Nas emissoras FM a fórmula do sucesso é brega rasgado seguido de batidão atrás de batidão! O rádio virou um comércio feroz, palanque eletrônico pululante de corneteiros a serviço dos poderosos de plantão. Fica-se boa parte do dia anunciando festa, shows, elogiando as autoridades dos três poderes e o “céu de brigadeiro” do Amapá de Sarney, Waldez e companhia limitada, para alegria dos bajuladores de todos os topes.

Nessa balburdia a propaganda enganosa é um “sucesso da mídia chapa branca”, com afagos de um governo “generoso” que investe nessa coisa toda a verba de publicidade! E haja propaganda massiva paga a peso de ouro aos tubarões dos meios de comunicação social! Alguns cobram o Palácio no ar, e o Amapá tem mais rádio, canal de televisão e jornal impresso que São Paulo – como explicar?

E a censura imposta por quem paga, funciona! Quando alguém consegue reclamar é sob condição: antes leva uma lavagem cerebral; fica engraçado porque o cidadão ou a cidadã parece mais suplicar que reclamar, quando a ligação telefônica não cai (pi!pi!pi!), no caso do rádio e de um ouvinte disposto a dizer o que pensa; costumo afirmar que está tudo dominado, da afiliada da TV Globo ao locutor da arena lá dos quintos do Rabo da Vaca.

Eu que vivi o rádio na sua melhor fase, passei por duas grandes e inesquecíveis escolas, como a Rádio Difusora de Macapá e a Rádio Educadora, dividindo as honras de companhias inesquecíveis – Jorge Basile, João Lázaro, Bonfim Salgado, Benedito Andrade, J.Ney, Ernani Marinho, Euclides Moraes, Alcy Araújo, Umberto Moreira, Ivo Guilherme de Pinho, Rup Silva, Pedro Silveira, irmãos Graça e Hélio Penafort, não há como não estabelecer dolorosa diferença entre o rádio de ontem e o rádio de hoje.
Há bem pouco tempo, a programação, a notícia, a diversão, a cultura, o ouvinte eram levados a sério no rádio tucuju, como não se faz mais hoje em dia, em que as concessões de rádio e televisão se transformaram em campo minado pelos interesses da classe política com seus valores estropiados.
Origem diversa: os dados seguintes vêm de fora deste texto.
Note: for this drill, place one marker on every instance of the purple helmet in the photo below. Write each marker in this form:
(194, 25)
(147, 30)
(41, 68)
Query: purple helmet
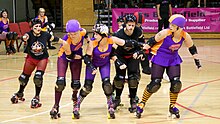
(178, 20)
(72, 26)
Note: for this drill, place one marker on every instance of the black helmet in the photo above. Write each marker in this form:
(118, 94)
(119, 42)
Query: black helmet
(120, 19)
(130, 18)
(3, 10)
(35, 21)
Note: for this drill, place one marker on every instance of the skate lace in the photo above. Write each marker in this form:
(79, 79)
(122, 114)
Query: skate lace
(141, 105)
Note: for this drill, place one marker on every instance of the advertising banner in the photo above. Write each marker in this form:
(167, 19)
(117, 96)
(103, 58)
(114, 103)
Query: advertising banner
(198, 19)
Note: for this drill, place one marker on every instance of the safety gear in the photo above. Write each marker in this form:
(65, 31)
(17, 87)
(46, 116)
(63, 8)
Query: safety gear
(140, 17)
(178, 20)
(72, 26)
(35, 21)
(101, 29)
(130, 18)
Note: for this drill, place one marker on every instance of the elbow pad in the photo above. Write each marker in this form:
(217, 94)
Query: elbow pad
(193, 50)
(151, 41)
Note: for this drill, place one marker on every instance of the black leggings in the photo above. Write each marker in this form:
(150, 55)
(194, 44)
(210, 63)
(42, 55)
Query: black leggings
(157, 71)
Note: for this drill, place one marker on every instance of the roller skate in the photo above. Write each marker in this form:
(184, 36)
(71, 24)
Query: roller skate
(111, 113)
(16, 97)
(116, 103)
(174, 112)
(8, 51)
(35, 102)
(133, 104)
(139, 109)
(54, 113)
(76, 114)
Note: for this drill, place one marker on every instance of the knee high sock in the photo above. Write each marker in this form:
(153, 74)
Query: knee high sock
(145, 96)
(37, 89)
(57, 97)
(173, 98)
(132, 92)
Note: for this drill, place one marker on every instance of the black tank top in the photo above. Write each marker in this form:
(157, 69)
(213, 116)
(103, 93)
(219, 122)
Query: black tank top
(36, 45)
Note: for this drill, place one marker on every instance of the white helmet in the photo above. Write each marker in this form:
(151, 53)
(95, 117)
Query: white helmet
(101, 29)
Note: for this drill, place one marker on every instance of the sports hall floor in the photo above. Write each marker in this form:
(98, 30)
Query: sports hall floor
(199, 99)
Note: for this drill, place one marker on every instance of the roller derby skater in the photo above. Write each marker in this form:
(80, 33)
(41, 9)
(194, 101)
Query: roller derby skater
(37, 58)
(172, 39)
(70, 54)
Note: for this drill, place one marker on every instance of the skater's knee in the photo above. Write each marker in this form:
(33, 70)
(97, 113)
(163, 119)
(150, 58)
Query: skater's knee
(132, 81)
(175, 85)
(60, 84)
(38, 78)
(75, 85)
(119, 81)
(23, 79)
(107, 87)
(87, 88)
(154, 85)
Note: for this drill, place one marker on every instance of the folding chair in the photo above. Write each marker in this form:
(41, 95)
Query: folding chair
(13, 27)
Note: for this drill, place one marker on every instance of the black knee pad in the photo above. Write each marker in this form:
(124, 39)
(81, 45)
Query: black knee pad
(23, 79)
(75, 84)
(60, 84)
(38, 78)
(133, 81)
(9, 35)
(119, 81)
(107, 87)
(15, 36)
(154, 85)
(87, 88)
(176, 85)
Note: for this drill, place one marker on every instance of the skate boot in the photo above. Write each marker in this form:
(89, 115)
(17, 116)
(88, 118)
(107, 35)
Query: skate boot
(54, 113)
(111, 113)
(16, 97)
(133, 104)
(8, 51)
(35, 102)
(139, 109)
(174, 112)
(116, 103)
(76, 114)
(13, 49)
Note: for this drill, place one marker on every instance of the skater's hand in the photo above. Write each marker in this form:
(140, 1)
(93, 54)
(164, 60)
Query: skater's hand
(25, 37)
(77, 56)
(94, 71)
(123, 66)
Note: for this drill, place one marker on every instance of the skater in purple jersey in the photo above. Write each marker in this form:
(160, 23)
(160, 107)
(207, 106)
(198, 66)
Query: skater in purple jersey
(164, 55)
(69, 54)
(98, 55)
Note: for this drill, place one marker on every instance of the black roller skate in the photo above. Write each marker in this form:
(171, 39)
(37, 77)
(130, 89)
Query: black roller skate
(35, 102)
(133, 104)
(174, 112)
(17, 96)
(116, 103)
(139, 109)
(54, 113)
(111, 113)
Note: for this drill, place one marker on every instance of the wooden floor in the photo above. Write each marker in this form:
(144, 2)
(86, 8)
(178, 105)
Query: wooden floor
(199, 99)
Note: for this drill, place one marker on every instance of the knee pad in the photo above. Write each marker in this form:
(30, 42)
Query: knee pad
(75, 84)
(9, 35)
(132, 81)
(87, 88)
(119, 81)
(38, 78)
(23, 79)
(175, 85)
(107, 87)
(15, 36)
(154, 85)
(60, 84)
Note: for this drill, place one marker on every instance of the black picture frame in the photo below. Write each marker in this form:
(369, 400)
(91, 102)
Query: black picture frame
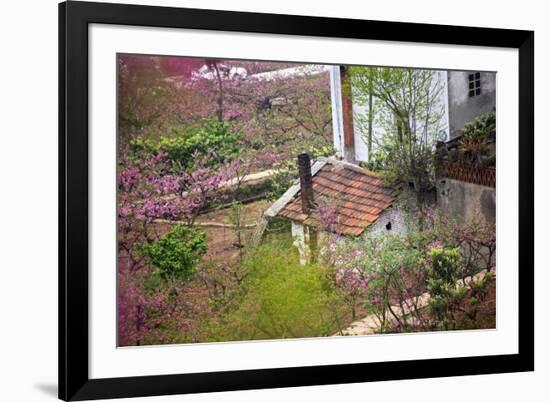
(74, 381)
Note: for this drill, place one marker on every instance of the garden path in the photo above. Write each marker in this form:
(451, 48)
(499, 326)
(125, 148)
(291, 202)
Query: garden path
(371, 323)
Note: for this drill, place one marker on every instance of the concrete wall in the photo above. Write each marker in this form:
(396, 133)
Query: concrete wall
(361, 150)
(466, 201)
(462, 107)
(395, 216)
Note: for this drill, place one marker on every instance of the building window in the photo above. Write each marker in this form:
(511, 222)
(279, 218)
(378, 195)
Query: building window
(474, 84)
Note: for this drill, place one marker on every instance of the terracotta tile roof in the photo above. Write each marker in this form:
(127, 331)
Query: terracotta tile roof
(360, 196)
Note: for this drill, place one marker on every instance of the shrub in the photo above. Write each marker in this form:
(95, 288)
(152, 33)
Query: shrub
(211, 138)
(176, 254)
(281, 299)
(480, 127)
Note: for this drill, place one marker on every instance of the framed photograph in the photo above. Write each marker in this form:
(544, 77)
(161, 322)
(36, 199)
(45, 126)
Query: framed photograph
(259, 200)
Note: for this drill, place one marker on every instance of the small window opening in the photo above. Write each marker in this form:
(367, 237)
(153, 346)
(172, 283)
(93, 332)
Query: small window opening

Vai ser difícil tirar o rádio de onde está para recolocá-lo no papel de educador e prestador de serviço, de irradiador da cultura e do entretenimento, de defensor das tradições e da história. O rádio virou outra coisa que não é nada disso, onde qualquer pessoa pode desinformar o ouvinte distraído. Em uma emissora da capital amapaense, segunda-feira, 24/10/10, um comunicador disse no ar: Olha aqui, meu, não estou mais fodendo a minha mulher por que o Governo está fodendo comigo.
Um País que precisa descontar o atraso, reduzir sua expressiva população de pobres e analfabetos funcionais não pode mitigar o rádio desse jeito, não pode prescindir de uma ferramenta capaz de contribuir para melhorar o nível de vida dos brasileiros nos centros urbanos; o rádio é capaz de unir, de alegrar, de vencer as distâncias, de chegar aos lugares recônditos levando cidadania e diversão, informação e entretenimento.

Como está, reinventado pelos políticos espertalhões, pelos maus empresários, o trabalho que se faz neste importante meio de comunicação não passa de desserviço à sociedade, um grave desperdício ao Brasil, que precisa livrá-lo de sua lenta agonia…Como acreditar de novo naquilo “que deu no rádio”, como se dizia no tempo em que o rádio tinha credibilidade e o respeito da população?